1974–75 Moroccan Throne Cup

Tournament details
- Country: Morocco

Final positions
- Champions: Chabab Mohammédia

= 1974–75 Moroccan Throne Cup =

The 1974–75 season of the Moroccan Throne Cup was the 19th edition of the competition.
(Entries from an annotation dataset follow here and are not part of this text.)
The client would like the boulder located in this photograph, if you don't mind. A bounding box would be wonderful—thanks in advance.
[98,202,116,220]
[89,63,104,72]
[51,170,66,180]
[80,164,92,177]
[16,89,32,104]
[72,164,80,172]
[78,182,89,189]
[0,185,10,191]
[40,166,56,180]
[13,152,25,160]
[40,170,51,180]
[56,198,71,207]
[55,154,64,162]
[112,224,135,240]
Chabab Mohammédia won the cup, beating Union de Sidi Kacem 2–0 in the final, played at the Stade d'honneur in Casablanca. Chabab Mohammédia won the competition for the first time in their history.

== Competition ==
=== Last 16 ===

| Team 1 | Team 2 | Result |
|---|---|---|
| Ittihad Khemisset | Moghreb de Tetouan | 3–1 |
| Union de Sidi Kacem | Raja d'Agadir | 2–1 |
| Tihad Sportif Casablanca | Mouloudia Club d'Oujda | 0–1 |
| Tihad de Safi | Olympique de Boujniba | 0–1 |
| Football Club de Casablanca | Fath Union Sport | 1–4 |
| Club de Chemin de Fer de Meknès | Ittihad Riadi Fkih Ben Salah | 1–0 |
| Maghreb de Fès | Difaâ Hassani El Jadidi | 0–1 |
| Chabab Mohammédia | Olympique de Khouribga | 2–1 |

=== Quarter-finals ===

| Team 1 | Team 2 | Result |
|---|---|---|
| Ittihad Khemisset | Club de Chemin de Fer de Meknès | 0–0 5–0 (pens) |
| Difaâ Hassani El Jadidi | Union de Sidi Kacem | 0–1 |
| Tihad de Safi | Fath Union Sport | 0–1 |
| Chabab Mohammédia | Mouloudia Club d'Oujda | 0–0 5–4 (pens) |

=== Semi-finals ===

| Team 1 | Team 2 | Result |
|---|---|---|
| Ittihad Khemisset | Union de Sidi Kacem | 1–1 2–3 (pens) |
| Chabab Mohammédia | Fath Union Sport | 1–0 |

=== Final ===
The final took place between the two winning semi-finalists, Chabab Mohammédia and Union de Sidi Kacem, on the 6 July 1975 at the Stade d'honneur in Casablanca.